Eating Disorders Partially Due to Genetics
June 22, 2009
From KMGH TV
Eating Disorders Partially Due To Genetics
Genes, As Well As Society, Anorexia, Bulimia
Doug Schepman, 7NEWS Video Journalist
POSTED: 2:22 pm MDT May 18, 2009
UPDATED: 11:09 pm MDT May 18, 2009
DENVER -- Anorexia nervosa and bulimia nervosa are deadly diseases with the highest mortality rate of any psychiatric illness.
In the past, family and home environment were thought to be the primary cause. However, studies over the past 10 years have discovered a genetic link, meaning that about half of the risk is inherited. This revelation has helped guide treatment and remove the shame for patients and families.
"It's not a choice, it's an illness and it kills people," said Heather, a 20-year-old who has battled anorexia.
Heather came to the Eating Recovery Center, in Denver, weighing just over 50 pounds. She spent her teenage years in and out of hospitals battling anorexia.
"If I didn't go to Denver Health and come here afterwards, I wouldn't be here today," Heather said.
She was starving herself as a way of dealing with stress and anxiety, which is the same story for fellow patient, Erin, who is 27.
Their behaviors had nothing to do with body image or weight. Doctors now know that a primary root of eating disorders can be traced to the human genome.
"We know that there are multiple genes and they are closely related to anxiety, depression, and obsessive-compulsive disorders," said Dr. Ken Weiner.
And this genetic link means eating disorders, along with their associated brain diseases, can be inherited.
"I don't have anyone, honestly, in my family that has an eating disorder, even in the extended family. But I do see quite a bit of both depression and anxiety issues," Erin said.
"If your mother or your sister have anorexia and you are a young woman, you are 12 times more likely to have anorexia nervosa in your lifetime and four times more likely to have bulimia nervosa," said Weiner.
Weiner is the medical director of the Eating Recovery Center, which provides intensive residential, out-patient, and other levels of eating disorder treatment.
He said the mere presence of the genes is not enough to trigger the disease.
"Genes load the gun, life pulls the trigger," said Weiner. "With anorexia nervosa, if you never go on a diet or precipitously lose weight due to a medical condition, you never develop anorexia nervosa."
Psychological and social factors still account for about half the risk for eating disorders.
At the center, patients work to resolve those issues through counseling and art therapy, while learning positive associations with food through cooking and shopping classes.
Overcoming this bio-psycho-social disease is a long-term process. Both Erin and Heather are only halfway to their target body weight of about 105 pounds.
But for Heather there is comfort in knowing that the onset of the disease is not her fault.
"It definitely helps me feel less ashamed, like it wasn't my choice, that I didn't choose to have this, that it was just how I was born, and it's something that I have to deal with," said Heather.
Weiner points out that the genes which lead to addiction are not the same genes that increase your risk of having an eating disorder, which is a compulsive disease.
Right now there's no test to see which people have the genes associated with eating disorders. Doctors use family history to determine who's at a greater risk.
If you would like more information about the Eating Recovery Center, go to EatingRecoveryCenter.com.

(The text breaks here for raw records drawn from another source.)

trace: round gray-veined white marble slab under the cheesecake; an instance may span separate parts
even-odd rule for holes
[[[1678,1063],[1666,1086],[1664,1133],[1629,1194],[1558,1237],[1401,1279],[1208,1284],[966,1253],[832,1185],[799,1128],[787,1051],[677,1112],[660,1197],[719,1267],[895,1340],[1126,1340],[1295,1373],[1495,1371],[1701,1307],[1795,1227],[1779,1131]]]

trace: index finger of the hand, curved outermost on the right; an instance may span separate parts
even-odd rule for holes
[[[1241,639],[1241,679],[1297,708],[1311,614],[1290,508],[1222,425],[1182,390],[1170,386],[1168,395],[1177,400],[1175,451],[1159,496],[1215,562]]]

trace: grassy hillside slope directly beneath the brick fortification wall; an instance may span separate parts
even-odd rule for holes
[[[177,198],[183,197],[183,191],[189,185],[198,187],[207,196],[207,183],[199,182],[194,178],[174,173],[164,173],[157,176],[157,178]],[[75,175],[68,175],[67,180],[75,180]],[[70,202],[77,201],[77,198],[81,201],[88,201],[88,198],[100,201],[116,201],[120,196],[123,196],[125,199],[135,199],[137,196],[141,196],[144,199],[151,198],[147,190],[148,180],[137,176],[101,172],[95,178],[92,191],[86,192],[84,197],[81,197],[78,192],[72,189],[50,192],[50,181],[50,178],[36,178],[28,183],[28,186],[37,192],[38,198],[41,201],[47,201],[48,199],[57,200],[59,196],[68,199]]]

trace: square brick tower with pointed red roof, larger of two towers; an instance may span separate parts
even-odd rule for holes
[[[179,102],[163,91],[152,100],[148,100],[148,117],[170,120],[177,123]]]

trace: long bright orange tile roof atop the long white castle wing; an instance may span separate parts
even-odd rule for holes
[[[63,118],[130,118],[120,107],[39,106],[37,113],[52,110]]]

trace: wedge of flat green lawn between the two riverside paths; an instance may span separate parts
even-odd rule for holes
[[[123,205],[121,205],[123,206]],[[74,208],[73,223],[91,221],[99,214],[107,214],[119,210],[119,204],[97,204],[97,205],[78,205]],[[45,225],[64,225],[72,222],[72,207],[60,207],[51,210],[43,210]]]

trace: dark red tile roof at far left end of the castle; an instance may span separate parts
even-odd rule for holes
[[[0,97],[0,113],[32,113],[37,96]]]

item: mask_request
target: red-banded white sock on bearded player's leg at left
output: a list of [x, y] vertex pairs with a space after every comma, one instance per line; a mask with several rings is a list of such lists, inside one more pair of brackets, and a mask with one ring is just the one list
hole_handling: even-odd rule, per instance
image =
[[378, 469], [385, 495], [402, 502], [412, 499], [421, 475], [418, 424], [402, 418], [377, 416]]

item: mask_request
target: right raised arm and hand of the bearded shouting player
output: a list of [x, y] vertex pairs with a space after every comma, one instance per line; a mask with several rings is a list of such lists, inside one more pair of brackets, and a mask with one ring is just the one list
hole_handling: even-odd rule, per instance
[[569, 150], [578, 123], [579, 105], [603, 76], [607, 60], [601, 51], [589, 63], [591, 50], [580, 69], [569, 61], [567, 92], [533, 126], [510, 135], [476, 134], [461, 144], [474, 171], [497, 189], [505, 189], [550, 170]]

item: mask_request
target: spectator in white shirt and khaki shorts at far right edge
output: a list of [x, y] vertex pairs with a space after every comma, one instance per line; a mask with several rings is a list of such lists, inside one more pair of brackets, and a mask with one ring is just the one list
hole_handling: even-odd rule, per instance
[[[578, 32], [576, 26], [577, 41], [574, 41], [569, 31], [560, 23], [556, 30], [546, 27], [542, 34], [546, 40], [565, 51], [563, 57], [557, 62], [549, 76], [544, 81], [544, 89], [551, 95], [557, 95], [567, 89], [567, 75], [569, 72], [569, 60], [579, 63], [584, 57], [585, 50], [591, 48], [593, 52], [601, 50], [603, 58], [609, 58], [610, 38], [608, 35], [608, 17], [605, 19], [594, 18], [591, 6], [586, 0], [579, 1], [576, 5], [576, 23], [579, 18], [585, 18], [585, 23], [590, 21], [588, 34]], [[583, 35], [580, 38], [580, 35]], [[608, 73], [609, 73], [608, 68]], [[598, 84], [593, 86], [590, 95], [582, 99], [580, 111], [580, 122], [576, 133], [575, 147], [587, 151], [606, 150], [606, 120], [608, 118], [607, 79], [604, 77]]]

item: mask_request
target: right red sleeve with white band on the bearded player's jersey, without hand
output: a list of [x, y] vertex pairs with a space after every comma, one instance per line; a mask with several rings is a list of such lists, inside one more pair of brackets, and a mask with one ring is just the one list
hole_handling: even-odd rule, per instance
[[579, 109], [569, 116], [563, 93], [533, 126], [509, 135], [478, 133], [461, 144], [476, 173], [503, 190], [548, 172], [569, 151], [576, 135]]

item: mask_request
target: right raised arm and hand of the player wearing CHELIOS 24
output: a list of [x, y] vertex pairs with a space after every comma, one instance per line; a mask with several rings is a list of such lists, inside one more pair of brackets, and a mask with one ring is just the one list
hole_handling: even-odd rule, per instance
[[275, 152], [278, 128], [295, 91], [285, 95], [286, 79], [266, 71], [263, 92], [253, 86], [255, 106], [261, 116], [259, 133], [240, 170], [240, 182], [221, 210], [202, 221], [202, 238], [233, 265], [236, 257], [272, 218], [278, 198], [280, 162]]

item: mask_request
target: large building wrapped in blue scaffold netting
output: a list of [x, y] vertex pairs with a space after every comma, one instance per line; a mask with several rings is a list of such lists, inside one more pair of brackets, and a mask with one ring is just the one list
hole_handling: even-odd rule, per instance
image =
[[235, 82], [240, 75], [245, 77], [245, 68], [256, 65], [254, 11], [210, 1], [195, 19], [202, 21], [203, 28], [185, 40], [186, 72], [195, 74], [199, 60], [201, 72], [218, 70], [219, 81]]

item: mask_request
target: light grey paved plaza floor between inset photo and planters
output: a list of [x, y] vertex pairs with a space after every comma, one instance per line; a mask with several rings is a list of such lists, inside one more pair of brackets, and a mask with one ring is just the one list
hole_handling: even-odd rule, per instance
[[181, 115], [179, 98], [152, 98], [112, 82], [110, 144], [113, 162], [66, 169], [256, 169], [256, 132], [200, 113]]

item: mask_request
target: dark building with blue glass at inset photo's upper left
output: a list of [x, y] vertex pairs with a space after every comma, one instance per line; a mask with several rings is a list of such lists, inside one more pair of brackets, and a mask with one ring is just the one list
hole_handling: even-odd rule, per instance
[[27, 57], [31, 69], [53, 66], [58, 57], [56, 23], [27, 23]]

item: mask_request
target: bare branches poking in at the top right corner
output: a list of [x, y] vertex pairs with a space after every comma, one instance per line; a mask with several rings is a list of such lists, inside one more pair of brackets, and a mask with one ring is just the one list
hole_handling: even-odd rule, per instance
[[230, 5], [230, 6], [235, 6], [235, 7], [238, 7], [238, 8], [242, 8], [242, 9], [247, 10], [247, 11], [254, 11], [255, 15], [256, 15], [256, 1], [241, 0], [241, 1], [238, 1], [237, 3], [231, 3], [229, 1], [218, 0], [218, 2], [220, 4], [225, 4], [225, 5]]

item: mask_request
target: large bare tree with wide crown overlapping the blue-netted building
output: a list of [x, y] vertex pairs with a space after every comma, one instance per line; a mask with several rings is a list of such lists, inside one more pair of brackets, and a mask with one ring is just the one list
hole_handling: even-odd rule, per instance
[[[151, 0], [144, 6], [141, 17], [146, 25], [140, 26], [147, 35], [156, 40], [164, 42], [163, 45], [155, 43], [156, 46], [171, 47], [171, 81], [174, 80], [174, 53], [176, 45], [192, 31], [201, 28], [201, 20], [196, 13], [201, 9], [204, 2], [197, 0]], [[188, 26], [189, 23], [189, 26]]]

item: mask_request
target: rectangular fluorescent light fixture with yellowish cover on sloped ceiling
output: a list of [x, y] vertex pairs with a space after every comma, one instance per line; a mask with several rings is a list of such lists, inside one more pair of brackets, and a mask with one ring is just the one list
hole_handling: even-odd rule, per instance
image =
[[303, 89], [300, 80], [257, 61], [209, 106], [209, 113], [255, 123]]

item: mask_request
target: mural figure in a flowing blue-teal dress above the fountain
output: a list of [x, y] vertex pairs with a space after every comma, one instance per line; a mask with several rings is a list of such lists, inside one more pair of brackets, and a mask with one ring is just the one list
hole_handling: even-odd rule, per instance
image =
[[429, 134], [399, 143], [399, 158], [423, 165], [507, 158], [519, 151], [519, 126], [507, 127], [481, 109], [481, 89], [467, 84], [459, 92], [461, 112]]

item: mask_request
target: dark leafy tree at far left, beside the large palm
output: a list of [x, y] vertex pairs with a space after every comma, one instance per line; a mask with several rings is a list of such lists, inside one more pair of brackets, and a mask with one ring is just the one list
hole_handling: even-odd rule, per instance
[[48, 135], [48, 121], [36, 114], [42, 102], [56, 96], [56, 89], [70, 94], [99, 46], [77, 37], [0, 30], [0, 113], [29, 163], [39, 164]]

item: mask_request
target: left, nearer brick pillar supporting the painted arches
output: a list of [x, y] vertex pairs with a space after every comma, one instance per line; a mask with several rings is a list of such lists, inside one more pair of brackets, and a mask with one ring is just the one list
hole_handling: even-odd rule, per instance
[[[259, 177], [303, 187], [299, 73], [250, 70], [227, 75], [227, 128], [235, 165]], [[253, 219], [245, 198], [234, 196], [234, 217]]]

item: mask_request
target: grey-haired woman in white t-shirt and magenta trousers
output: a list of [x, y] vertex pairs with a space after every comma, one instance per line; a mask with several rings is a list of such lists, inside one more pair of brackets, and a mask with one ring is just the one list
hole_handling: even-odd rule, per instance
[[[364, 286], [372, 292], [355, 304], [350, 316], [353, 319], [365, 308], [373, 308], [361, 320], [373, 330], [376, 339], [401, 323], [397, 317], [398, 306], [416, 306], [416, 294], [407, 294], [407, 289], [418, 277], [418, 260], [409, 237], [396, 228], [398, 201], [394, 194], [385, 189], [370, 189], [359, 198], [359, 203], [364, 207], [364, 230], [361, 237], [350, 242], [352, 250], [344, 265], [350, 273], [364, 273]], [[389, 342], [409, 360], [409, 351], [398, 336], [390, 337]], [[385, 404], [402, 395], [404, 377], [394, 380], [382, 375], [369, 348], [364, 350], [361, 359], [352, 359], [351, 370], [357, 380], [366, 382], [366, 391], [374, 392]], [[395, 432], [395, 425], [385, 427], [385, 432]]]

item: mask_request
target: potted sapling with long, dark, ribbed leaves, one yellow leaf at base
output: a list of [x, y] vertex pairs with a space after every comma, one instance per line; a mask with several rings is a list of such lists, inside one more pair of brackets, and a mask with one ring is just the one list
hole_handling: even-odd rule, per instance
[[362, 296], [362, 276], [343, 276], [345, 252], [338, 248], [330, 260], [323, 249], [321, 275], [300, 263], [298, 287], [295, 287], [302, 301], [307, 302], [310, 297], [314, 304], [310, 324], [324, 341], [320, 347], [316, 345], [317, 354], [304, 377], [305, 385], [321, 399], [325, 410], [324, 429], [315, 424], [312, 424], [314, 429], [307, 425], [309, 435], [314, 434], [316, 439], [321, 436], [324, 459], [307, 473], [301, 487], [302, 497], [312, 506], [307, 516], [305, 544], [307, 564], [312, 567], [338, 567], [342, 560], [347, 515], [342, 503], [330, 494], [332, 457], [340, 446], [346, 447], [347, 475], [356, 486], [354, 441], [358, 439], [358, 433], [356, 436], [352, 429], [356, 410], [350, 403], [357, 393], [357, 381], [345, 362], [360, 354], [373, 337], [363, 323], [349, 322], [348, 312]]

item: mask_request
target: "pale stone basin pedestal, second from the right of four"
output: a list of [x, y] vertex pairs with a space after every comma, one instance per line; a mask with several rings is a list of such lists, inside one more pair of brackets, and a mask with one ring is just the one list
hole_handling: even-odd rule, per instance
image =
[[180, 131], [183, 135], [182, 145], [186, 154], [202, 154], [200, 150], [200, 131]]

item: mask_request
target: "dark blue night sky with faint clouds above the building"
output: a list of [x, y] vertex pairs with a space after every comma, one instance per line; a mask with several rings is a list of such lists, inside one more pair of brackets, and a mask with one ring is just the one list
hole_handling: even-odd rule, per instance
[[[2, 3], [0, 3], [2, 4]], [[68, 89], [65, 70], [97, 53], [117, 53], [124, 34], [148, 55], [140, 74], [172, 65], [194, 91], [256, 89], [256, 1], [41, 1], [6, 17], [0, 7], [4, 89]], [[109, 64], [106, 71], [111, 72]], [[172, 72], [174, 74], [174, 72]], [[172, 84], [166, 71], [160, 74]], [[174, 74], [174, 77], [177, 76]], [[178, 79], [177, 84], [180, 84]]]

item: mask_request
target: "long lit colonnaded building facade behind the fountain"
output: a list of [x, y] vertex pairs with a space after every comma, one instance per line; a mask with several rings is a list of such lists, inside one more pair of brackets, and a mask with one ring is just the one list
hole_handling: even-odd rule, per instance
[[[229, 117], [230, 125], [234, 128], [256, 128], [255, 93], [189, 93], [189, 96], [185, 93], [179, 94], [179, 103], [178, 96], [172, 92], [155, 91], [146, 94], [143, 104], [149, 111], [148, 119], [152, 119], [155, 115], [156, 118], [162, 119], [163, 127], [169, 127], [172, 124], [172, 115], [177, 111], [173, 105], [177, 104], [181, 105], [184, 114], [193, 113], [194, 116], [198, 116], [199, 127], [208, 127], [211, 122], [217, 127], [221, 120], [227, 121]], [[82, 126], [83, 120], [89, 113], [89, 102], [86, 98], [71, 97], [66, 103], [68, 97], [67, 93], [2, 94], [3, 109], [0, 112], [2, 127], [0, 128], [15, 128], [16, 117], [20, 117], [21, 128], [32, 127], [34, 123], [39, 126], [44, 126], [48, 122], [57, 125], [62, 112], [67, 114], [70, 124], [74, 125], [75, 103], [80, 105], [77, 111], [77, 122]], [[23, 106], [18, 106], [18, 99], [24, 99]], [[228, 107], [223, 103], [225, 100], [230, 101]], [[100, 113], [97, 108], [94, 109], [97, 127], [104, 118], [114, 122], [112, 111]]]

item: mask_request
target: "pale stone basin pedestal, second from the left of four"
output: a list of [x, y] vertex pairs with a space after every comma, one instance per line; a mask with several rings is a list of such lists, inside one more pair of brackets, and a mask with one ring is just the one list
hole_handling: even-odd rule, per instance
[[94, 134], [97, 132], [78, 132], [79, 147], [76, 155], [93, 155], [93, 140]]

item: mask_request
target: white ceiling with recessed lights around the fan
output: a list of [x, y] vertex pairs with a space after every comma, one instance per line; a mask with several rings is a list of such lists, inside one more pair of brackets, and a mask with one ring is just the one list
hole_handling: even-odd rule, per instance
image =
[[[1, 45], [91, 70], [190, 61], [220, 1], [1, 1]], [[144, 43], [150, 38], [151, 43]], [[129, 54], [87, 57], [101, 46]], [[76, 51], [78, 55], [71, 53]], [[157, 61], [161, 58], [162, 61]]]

Facts About Eating Disorders
1. Eating disorders affect millions of women. -- Ten million women in the United States struggle with an eating disorder. Eighty percent of American women are dissatisfied with their appearance. Four out of 10 Americans have either suffered or have known someone who has suffered from an eating disorder.
2. Eating disorders are the deadliest mental illness with mortality rates of up to 20 percent. The mortality rate of eating disorders is 12 times higher than the annual death rate due to all causes of death among females ages 15-24 in the general population. Death is most commonly due to suicide, heart failure, or other medical complications associated with the eating disorder.
3. Eating disorders can lead to significant health issues. When left unchecked, anorexia nervosa will starve the body of essential nutrients and can cause liver or kidney failure, heart problems and osteoporosis. Bulimia nervosa can do significant damage to the mouth, stomach and esophagus and can lead to serious dental problems, peptic ulcers or gastric and esophageal ruptures.
4. Anorexia and bulimia have a high rate of relapse, as much as 30 to 50 percent. Because anorexia and bulimia are complicated, multi-faceted diseases, individuals with eating disorders may require ongoing treatment to achieve a lasting recovery.
5. Eating disorders don't discriminate. Twenty-seven percent of girls ages 12 to 18 have significant eating disorder symptoms. Thirty-one percent of female college students have an eating disorder.